Tetapi bukankah segala yang baru selalu dimulai dari mimpi yang tampak tidak praktis? Ketika Galileo berkata bahwa bumi berputar, ia melawan bukan hanya dogma agama, tapi juga kenyamanan berpikir datar. Mungkin, mengubah pendekatan dalam pendidikan jasmani bukan soal mengganti metode, tapi mengganti cara melihat anak-anak. Bukan sebagai subjek latihan, tapi sebagai manusia utuh yang sedang belajar mengenal tubuh dan dunianya.
Di akhir hari, ketika anak-anak pulang dengan kaus basah dan pipi merah, kita mungkin tak tahu apakah hari itu mereka belajar teknik lompat yang sempurna. Tapi jika mereka pulang dengan tawa, dengan rasa bahwa tubuh mereka punya makna, dan bahwa mereka boleh menciptakan permainan mereka sendiri, maka mungkin kita sudah memberi mereka pelajaran yang lebih kekal dari sekadar skor.
Dan siapa tahu, dari lapangan kecil itulah lahir generasi yang bukan hanya sehat tubuhnya, tapi juga utuh jiwanya.

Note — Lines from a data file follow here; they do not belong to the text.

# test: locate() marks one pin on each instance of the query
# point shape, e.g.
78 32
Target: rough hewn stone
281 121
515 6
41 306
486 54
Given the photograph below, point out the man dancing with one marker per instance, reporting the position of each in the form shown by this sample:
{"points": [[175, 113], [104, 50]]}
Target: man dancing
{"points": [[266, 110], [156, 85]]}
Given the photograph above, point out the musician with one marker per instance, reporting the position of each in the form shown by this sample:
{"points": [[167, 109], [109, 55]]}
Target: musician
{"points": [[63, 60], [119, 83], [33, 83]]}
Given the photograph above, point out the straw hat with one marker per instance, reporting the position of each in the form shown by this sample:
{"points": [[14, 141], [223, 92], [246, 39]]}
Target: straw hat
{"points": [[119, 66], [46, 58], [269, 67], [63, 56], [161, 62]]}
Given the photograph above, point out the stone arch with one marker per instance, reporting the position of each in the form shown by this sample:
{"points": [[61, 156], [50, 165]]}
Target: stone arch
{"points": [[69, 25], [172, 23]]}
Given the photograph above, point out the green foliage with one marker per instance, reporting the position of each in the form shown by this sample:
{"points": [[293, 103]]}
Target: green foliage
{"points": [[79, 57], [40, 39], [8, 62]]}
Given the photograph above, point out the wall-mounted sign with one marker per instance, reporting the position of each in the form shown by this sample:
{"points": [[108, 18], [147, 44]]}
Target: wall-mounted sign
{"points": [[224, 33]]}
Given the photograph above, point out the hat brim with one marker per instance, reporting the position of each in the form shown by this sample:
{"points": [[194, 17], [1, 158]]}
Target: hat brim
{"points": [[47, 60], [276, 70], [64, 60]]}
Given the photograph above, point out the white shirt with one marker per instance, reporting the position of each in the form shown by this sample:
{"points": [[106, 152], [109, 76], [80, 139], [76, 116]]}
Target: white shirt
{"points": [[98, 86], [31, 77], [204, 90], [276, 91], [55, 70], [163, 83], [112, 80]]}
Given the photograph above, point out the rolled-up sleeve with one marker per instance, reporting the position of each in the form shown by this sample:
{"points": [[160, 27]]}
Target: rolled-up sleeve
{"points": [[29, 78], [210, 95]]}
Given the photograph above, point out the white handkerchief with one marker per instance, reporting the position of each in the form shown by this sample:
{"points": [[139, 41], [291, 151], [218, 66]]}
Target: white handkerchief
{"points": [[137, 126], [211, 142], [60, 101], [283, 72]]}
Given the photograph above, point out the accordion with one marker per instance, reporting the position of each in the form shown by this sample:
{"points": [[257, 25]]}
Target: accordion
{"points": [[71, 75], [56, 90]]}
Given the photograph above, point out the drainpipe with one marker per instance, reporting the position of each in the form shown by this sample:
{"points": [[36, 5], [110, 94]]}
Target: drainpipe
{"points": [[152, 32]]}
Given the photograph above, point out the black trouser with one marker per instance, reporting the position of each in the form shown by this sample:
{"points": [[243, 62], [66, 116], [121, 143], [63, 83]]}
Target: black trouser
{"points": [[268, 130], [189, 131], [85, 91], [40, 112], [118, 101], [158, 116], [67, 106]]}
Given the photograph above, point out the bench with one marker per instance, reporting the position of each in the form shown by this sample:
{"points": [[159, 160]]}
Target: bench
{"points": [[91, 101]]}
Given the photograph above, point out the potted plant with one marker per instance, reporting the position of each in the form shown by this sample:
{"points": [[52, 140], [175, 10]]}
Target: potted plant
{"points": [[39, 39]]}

Jika dunia pendidikan jasmani adalah sebuah permainan, mungkin sudah saatnya kita mempertanyakan aturan mainnya. Mungkin saatnya mengganti sepatu, meski permainan sedang berlangsung. Karena kadang, satu langkah kecil keluar dari barisan bisa menciptakan jejak yang tak akan dilupakan.